Freitag, 9. August 2024
Bischofshofen
9.8.2024
In der Salzburger Stadt Bischofshofen habe ich ein Fußballspiel besucht. 10.500 Menschen leben in der aus neun Orten bestehenden Stadtgemeinde, wovon es im Hauptort Bischofshofen selbst 8.000 sind.
Die Eisenbahn ist zentral in der Geschichte Bischofshofens der letzten eineinhalb Jahrhunderte und beschäftigte lange Zeit hier sehr viele Leute. Bischofshofen ist Knotenpunkt der Salzburg-Tiroler-Bahn und der Ennstalbahn. Hier laufen die Verbindungen zwischen Salzburg, Innsbruck und Graz zusammen. In die arme Region kam mit dem Bau der Eisenbahn in Richtung Graz um 1875 und dem Bau der Tauernbahn 1908 ein Wirtschaftsaufschwung. Bischofshofen wuchs an Bevölkerung und wurde zu einem Industriezentrum. Die prekären Lebensverhältnisse und die politische Rechtlosigkeit der Arbeiterinnen und Arbeiter hinkten dem hinterher und so wurde Bischofshofen auch zu einem Zentrum der sozialdemokratischen Arbeiterbewegung in der Region. 1892 wurde in Bischofshofen ein Arbeiter-Bildungsverein als Beginn sozialdemokratischer Organisation gegründet.
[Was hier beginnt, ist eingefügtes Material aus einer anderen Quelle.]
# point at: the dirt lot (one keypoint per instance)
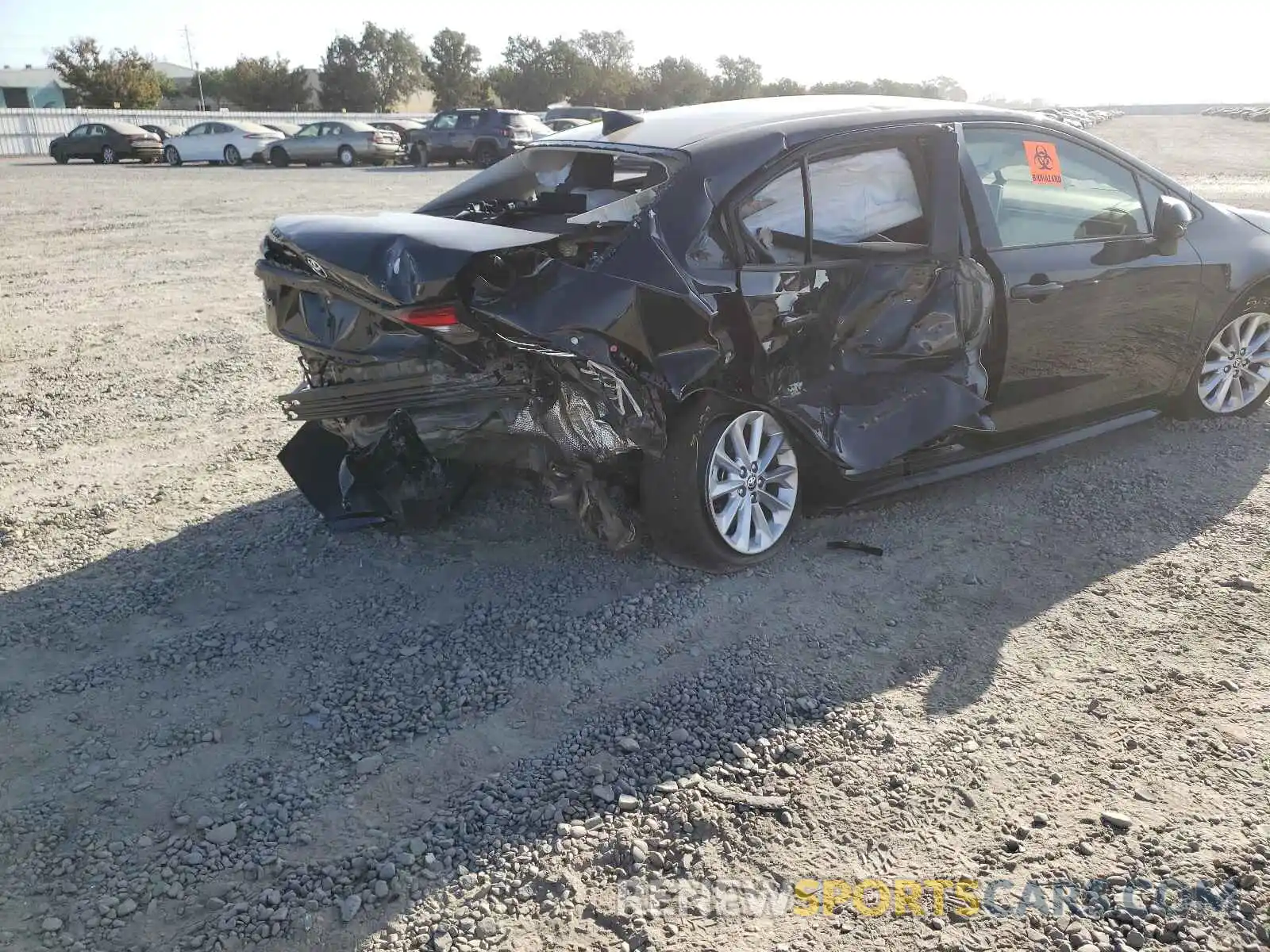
(220, 724)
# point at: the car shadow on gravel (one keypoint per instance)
(473, 689)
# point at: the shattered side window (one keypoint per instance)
(868, 196)
(860, 197)
(775, 217)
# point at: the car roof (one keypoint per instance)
(687, 126)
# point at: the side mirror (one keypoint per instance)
(1172, 217)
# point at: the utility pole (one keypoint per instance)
(190, 52)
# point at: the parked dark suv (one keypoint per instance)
(480, 136)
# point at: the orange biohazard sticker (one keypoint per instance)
(1043, 163)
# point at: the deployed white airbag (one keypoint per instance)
(854, 197)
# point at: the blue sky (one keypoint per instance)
(1073, 51)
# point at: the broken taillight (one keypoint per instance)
(431, 317)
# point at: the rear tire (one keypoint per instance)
(1225, 382)
(702, 511)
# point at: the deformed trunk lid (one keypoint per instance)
(394, 255)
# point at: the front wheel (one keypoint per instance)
(725, 493)
(1233, 376)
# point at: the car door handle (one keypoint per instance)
(1030, 292)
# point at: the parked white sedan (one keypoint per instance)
(230, 141)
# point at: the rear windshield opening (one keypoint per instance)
(586, 187)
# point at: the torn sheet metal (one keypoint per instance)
(876, 359)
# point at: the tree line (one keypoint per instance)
(381, 69)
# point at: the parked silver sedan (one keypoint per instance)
(343, 141)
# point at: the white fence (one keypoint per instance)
(29, 131)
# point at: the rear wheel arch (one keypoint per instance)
(673, 486)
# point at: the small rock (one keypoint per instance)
(222, 835)
(1117, 822)
(348, 907)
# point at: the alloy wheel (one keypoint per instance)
(752, 482)
(1237, 365)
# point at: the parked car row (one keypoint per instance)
(480, 135)
(1081, 118)
(1253, 113)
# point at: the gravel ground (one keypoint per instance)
(222, 727)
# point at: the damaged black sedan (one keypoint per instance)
(702, 321)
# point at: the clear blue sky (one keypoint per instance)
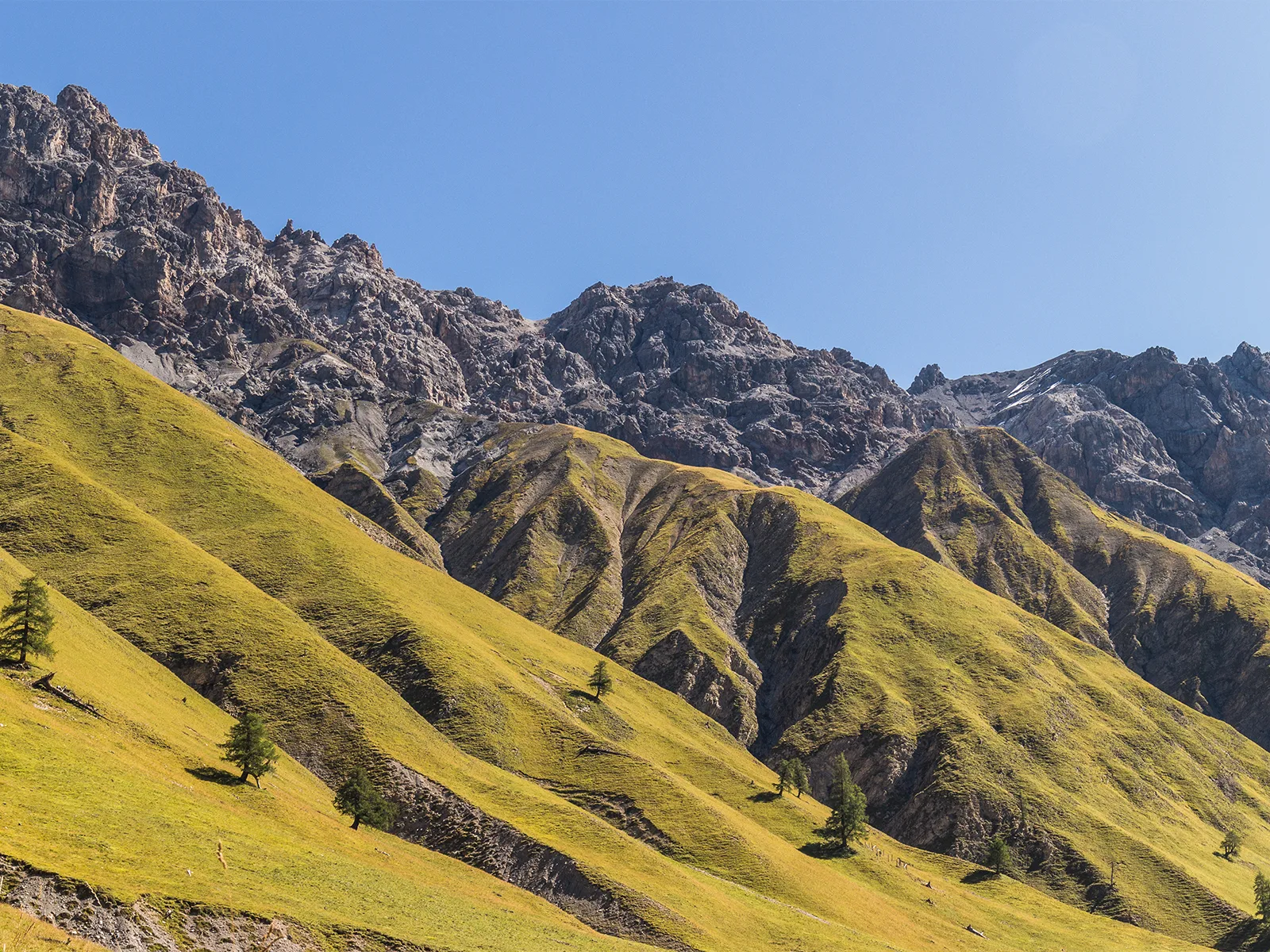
(981, 186)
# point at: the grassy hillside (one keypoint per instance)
(211, 554)
(135, 800)
(983, 505)
(960, 714)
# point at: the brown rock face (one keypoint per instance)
(328, 355)
(1181, 448)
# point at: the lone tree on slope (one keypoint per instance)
(1232, 843)
(359, 797)
(249, 747)
(999, 854)
(601, 681)
(848, 806)
(1261, 892)
(27, 622)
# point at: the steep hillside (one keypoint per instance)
(806, 632)
(324, 352)
(982, 503)
(637, 816)
(137, 804)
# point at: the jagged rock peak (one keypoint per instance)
(930, 376)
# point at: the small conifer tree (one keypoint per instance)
(249, 747)
(27, 622)
(999, 854)
(1232, 843)
(791, 774)
(1261, 892)
(601, 681)
(848, 806)
(360, 799)
(802, 778)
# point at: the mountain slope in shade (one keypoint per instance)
(332, 357)
(131, 800)
(982, 503)
(959, 712)
(638, 816)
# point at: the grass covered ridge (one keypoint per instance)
(198, 545)
(962, 714)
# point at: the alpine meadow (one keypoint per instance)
(338, 613)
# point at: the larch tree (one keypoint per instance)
(359, 797)
(249, 748)
(848, 806)
(601, 681)
(27, 622)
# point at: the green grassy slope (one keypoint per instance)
(210, 552)
(133, 800)
(962, 714)
(133, 803)
(983, 505)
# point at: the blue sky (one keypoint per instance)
(982, 186)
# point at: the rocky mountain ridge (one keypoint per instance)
(1181, 448)
(329, 355)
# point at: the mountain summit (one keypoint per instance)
(329, 355)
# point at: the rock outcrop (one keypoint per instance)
(983, 505)
(328, 355)
(1180, 448)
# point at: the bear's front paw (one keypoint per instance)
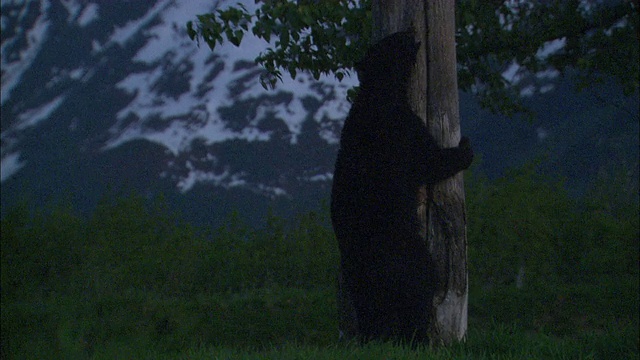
(464, 143)
(467, 152)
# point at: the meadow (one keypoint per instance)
(551, 277)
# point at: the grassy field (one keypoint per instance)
(134, 282)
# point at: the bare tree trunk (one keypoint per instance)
(446, 215)
(434, 97)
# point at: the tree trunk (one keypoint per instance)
(434, 97)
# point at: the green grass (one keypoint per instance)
(134, 282)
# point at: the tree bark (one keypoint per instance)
(433, 95)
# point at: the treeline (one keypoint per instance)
(134, 276)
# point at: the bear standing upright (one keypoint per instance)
(385, 156)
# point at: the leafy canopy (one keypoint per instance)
(536, 37)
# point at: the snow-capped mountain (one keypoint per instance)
(82, 79)
(111, 97)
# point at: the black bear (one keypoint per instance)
(385, 156)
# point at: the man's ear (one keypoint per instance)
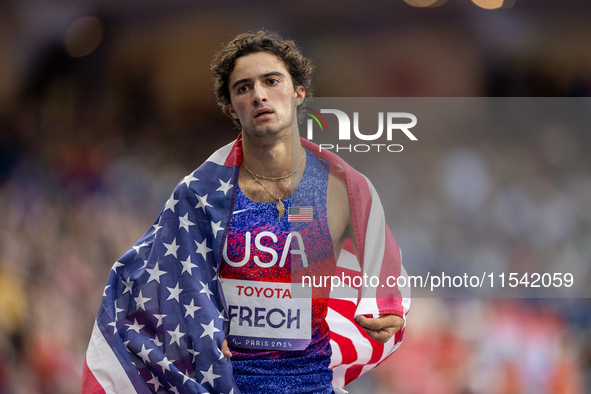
(300, 94)
(232, 111)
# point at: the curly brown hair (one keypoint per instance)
(299, 67)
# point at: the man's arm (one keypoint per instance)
(340, 222)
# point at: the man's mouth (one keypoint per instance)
(262, 112)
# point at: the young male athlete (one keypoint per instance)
(234, 227)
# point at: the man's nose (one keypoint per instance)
(259, 93)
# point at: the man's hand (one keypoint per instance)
(226, 350)
(382, 328)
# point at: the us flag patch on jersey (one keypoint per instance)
(300, 214)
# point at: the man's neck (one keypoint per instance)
(272, 157)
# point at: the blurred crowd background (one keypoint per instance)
(105, 106)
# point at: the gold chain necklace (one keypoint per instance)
(280, 205)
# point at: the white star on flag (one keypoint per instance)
(188, 179)
(128, 285)
(191, 308)
(215, 227)
(165, 364)
(117, 310)
(155, 382)
(209, 376)
(184, 222)
(171, 248)
(138, 247)
(140, 301)
(188, 266)
(155, 273)
(202, 202)
(156, 228)
(135, 326)
(159, 317)
(203, 249)
(176, 335)
(174, 292)
(205, 290)
(156, 341)
(208, 329)
(144, 354)
(186, 377)
(225, 186)
(171, 203)
(194, 353)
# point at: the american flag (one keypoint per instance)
(300, 214)
(162, 319)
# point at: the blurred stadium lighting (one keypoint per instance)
(83, 36)
(488, 4)
(425, 3)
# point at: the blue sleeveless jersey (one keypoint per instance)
(256, 253)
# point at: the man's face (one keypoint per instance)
(261, 92)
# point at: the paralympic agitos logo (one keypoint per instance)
(394, 123)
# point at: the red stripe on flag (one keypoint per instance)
(347, 347)
(89, 383)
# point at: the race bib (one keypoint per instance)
(263, 315)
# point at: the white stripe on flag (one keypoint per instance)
(105, 366)
(300, 214)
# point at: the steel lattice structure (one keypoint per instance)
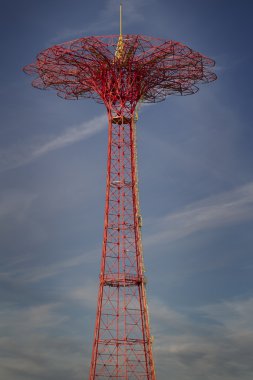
(121, 71)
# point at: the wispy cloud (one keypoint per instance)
(230, 207)
(13, 271)
(217, 342)
(19, 155)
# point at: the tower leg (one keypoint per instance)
(122, 347)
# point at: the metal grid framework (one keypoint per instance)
(121, 71)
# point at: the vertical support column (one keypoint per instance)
(122, 345)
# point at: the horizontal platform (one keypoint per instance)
(123, 280)
(121, 120)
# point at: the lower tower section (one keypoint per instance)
(122, 347)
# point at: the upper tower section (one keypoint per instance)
(119, 70)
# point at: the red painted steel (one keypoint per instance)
(121, 74)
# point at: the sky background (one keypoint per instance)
(196, 190)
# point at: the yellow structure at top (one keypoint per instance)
(120, 45)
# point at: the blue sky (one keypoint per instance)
(196, 189)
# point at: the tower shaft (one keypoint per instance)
(122, 347)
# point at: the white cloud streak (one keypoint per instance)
(23, 154)
(107, 19)
(231, 207)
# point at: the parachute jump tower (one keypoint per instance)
(121, 71)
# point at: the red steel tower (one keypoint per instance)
(121, 71)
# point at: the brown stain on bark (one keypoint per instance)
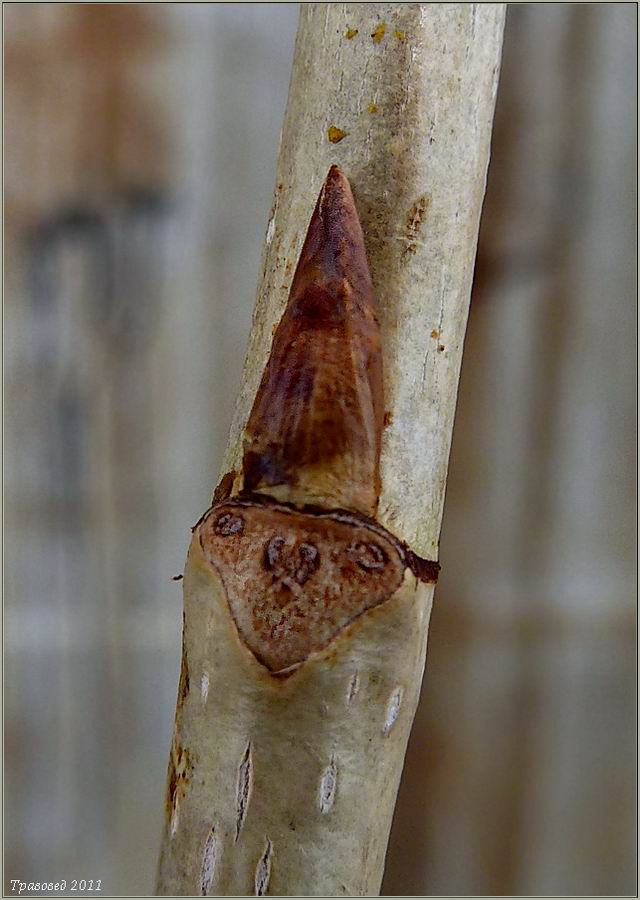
(414, 222)
(179, 775)
(183, 685)
(335, 134)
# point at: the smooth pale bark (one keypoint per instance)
(287, 785)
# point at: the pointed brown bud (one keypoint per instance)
(314, 432)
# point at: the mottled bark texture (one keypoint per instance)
(287, 752)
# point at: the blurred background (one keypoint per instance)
(140, 149)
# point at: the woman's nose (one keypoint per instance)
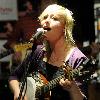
(47, 21)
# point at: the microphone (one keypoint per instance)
(39, 33)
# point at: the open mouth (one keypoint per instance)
(48, 29)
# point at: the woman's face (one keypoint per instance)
(54, 22)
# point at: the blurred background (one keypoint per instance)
(19, 21)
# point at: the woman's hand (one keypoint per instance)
(72, 87)
(66, 84)
(17, 95)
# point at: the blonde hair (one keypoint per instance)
(68, 19)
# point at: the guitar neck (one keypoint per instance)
(49, 86)
(6, 53)
(53, 83)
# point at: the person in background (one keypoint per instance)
(52, 59)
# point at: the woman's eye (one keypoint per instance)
(45, 17)
(54, 18)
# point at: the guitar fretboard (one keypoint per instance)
(49, 86)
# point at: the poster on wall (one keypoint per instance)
(8, 10)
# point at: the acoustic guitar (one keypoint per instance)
(36, 89)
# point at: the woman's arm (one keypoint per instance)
(14, 85)
(73, 89)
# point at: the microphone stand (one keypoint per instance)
(26, 62)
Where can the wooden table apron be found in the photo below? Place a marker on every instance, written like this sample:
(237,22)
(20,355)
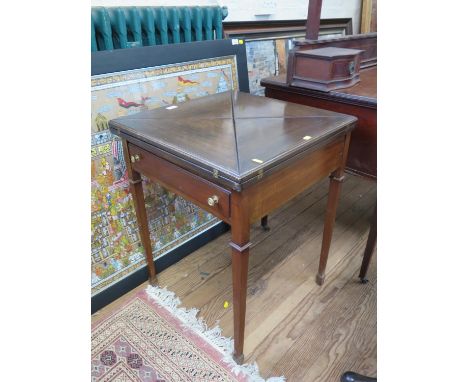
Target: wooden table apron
(241,208)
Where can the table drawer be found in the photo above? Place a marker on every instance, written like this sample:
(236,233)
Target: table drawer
(182,182)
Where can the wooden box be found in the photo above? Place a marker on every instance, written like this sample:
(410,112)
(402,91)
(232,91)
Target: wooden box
(324,69)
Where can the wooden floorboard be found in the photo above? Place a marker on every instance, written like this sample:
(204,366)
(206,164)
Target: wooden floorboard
(293,327)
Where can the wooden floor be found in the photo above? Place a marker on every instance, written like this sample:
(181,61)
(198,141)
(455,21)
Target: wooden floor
(294,327)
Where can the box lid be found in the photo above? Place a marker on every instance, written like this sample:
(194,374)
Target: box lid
(329,52)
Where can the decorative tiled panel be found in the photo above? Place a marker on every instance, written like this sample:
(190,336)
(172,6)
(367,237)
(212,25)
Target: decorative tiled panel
(116,250)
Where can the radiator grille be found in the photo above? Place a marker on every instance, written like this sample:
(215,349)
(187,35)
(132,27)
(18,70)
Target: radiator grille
(127,27)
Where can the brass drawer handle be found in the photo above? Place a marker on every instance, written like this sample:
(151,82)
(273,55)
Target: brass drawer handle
(135,158)
(212,200)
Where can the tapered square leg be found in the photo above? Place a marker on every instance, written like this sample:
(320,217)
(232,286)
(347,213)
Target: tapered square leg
(240,234)
(136,189)
(332,204)
(370,246)
(336,180)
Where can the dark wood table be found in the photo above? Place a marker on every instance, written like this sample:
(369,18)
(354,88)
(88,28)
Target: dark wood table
(359,100)
(239,157)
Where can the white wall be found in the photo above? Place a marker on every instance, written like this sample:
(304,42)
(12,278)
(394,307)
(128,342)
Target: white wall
(243,10)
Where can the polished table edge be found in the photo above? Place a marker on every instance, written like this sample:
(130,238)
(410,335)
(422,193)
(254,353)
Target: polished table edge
(224,180)
(276,82)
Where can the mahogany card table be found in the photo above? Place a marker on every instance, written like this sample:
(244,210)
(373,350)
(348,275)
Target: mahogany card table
(238,157)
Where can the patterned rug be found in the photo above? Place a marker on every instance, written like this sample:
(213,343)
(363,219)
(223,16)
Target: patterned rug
(151,338)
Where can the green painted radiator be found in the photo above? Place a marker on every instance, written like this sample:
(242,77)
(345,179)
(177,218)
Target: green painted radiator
(127,27)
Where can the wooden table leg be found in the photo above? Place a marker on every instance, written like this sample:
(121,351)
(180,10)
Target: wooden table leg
(332,204)
(136,188)
(240,235)
(264,223)
(336,180)
(370,246)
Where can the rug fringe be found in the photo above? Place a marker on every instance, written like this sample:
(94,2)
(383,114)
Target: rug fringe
(225,345)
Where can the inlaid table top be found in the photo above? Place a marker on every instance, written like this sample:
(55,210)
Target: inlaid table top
(231,136)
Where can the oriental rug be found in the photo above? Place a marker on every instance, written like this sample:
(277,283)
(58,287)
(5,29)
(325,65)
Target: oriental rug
(150,338)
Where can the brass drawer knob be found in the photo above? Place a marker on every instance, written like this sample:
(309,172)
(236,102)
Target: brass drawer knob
(212,200)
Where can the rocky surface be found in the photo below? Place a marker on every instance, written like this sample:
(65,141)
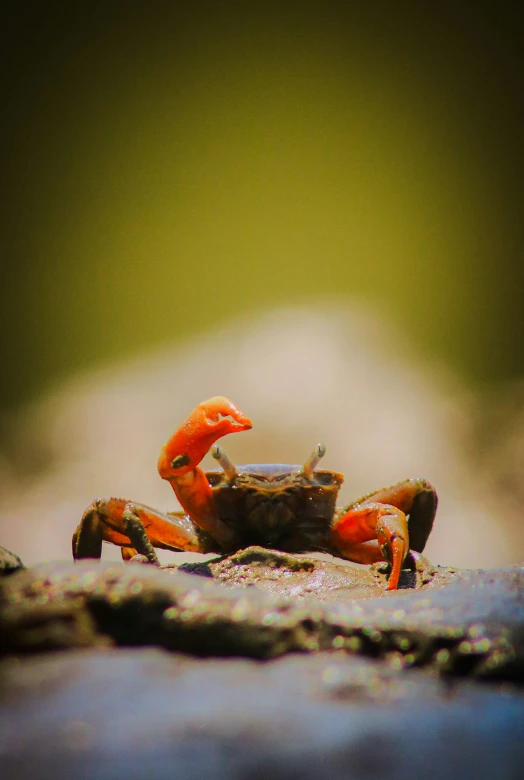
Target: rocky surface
(260,665)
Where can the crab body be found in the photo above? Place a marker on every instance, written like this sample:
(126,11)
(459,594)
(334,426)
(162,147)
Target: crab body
(276,506)
(281,506)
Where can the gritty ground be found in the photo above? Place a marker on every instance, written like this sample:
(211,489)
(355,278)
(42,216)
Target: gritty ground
(260,664)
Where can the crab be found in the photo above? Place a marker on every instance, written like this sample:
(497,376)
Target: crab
(280,506)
Der Bahnhof wurde aufgrund seiner strategischen Bedeutung für die Kriegslogistik der Nazis im Zweiten Weltkrieg durch Luftangriffe zerstört und in der Nachkriegszeit wiederaufgebaut. Das heutige Aussehen stammt vom Umbau der Jahre 2000 bis 2003.
Straßenszenen. Bischofshofen, hier „B’hofen“ gesprochen, hat seinen Namen von Besitzungen des Bistums Chiemsee. 1290/91 wurde erstmals die Ortsbezeichnung Houen episcopi Chyemensis („Höfe des Chiemseer Bischofs“) schriftlich erwähnt. Seinerzeit war das Bistum Chiemsee eine dem Salzburger Erzbistum unterstehende Diözese.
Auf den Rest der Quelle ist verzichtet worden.